We found the service to be clean and tidy and free from odours. We did however find hand sanitiser units were empty, the registered manager confirmed that individual hand sanitisers had been issued to staff. However, no provisions had been made for visitors. Some foot operated bins were broken, and some were soiled. On the second day of our assessment, we found that most sanitiser units had been filled and bins had been deep cleaned. The provider told us they had ordered new bins to replace the broken ones. Oral care was not always provided to people, we found some people did not have a toothbrush or toothpaste or their toothbrush was dry and hard. Care records were not always clear if oral care had been provided or declined.
The provider had a policy in place for IPC and was in the process of reviewing and updating this. Audits were carried out every 3 months and the findings added to an action plan monitored by the provider. We reviewed the most recent audit and saw where shortfalls had been identified, actions taken to address these had been recorded.
Medicines optimisation
People were happy with how their medicines were managed. One person told us, “They explain to me what my tablets are for.

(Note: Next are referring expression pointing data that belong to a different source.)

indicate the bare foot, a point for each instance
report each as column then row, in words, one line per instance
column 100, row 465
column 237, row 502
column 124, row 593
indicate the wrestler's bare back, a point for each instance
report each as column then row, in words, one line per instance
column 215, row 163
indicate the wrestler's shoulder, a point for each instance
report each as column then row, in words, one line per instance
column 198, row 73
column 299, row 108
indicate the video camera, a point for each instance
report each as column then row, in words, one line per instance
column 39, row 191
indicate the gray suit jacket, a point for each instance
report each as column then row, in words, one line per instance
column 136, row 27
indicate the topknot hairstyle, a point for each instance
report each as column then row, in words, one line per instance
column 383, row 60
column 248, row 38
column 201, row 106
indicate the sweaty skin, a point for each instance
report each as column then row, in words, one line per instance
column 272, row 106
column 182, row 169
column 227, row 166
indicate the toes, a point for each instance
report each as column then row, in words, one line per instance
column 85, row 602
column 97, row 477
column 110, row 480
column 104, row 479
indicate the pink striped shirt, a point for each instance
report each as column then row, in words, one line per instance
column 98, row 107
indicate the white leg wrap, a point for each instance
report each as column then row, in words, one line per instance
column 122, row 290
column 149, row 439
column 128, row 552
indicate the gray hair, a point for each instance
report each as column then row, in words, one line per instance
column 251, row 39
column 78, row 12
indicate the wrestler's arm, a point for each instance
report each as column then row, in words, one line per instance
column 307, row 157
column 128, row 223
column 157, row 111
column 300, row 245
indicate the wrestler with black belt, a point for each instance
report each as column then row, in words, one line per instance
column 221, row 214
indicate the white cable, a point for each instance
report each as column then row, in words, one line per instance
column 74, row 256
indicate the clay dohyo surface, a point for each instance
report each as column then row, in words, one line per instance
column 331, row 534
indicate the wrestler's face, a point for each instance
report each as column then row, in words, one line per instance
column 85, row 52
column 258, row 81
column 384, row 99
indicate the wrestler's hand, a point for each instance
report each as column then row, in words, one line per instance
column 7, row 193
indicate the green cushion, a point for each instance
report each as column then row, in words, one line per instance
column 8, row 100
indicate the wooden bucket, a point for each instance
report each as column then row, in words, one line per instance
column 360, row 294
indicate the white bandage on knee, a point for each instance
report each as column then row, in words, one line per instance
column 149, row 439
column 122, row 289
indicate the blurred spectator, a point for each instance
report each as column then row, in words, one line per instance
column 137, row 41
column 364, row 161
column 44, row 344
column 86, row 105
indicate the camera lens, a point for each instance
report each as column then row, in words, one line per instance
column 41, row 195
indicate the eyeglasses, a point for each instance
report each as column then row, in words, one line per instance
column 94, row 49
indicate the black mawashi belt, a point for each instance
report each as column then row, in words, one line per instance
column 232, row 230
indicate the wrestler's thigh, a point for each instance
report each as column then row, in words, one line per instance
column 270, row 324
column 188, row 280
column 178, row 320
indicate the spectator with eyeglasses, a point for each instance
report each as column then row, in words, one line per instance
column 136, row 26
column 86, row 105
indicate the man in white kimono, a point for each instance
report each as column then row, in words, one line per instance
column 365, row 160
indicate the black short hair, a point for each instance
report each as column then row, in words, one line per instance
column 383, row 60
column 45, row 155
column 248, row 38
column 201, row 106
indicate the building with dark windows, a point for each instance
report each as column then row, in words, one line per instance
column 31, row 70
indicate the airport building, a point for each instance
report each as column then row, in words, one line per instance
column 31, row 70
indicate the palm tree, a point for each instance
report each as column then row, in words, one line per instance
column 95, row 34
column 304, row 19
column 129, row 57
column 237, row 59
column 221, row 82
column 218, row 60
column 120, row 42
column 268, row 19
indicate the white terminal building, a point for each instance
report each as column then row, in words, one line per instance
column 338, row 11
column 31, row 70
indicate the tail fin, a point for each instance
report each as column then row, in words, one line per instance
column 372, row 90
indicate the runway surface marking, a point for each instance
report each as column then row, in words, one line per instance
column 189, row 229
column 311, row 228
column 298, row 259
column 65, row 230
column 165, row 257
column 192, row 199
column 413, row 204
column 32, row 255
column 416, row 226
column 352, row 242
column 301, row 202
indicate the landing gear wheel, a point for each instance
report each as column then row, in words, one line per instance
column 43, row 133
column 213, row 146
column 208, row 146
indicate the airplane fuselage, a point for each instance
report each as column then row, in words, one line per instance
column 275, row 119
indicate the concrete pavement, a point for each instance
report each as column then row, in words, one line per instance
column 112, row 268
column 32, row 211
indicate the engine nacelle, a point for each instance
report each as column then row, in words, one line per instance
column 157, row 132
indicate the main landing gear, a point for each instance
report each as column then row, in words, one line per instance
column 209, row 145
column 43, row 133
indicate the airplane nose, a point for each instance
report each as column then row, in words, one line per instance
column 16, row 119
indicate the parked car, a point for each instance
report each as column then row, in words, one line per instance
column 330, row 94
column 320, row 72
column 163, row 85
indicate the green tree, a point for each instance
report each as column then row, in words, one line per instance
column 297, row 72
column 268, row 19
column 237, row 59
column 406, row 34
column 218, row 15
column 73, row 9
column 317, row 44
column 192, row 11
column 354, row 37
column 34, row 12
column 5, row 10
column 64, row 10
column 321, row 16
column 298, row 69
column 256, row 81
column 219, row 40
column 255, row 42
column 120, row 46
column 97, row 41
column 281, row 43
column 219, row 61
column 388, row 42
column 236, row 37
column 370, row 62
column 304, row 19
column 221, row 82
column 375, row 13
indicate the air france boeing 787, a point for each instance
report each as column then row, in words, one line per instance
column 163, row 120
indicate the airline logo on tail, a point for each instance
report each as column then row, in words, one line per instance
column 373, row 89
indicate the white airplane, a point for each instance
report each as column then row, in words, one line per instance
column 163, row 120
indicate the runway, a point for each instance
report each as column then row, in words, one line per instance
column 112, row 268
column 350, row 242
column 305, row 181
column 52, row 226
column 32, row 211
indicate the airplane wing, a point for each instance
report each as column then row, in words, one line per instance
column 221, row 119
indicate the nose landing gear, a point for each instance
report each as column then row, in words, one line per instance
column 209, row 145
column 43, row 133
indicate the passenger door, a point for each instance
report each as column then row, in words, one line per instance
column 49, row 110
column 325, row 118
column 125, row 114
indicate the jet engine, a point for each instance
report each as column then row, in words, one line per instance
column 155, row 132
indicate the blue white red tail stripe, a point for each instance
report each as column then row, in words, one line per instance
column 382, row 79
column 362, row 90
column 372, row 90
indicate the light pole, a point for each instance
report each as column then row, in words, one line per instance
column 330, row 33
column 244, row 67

I get them every day”.
The provider told us they had systems in place to audit medicines, including daily checks, monthly audits, and external audits from a pharmacy. Staff told us they had received training in the administration of medicines and their competencies regularly assessed.
Regular audits of medication were carried out. Where actions were identified, these were acted upon and a record made of the actions taken. Some people required their medication to be given covertly. Records were in place to show that people’s capacity had been assessed and best interest decisions made involving family, GP, and a pharmacist. People who had been prescribed 'as required' medicines had guidance in place to show staff how and when this should be administered. Whilst we found no concerns regarding the management and administration of oral medicines, we identified that medicinal creams were not stored safely, some were not labelled or where labels were present these were not always clear. The opening dates of creams was not always recorded, this increased the risk of medicinal creams being ineffective due to being out of date.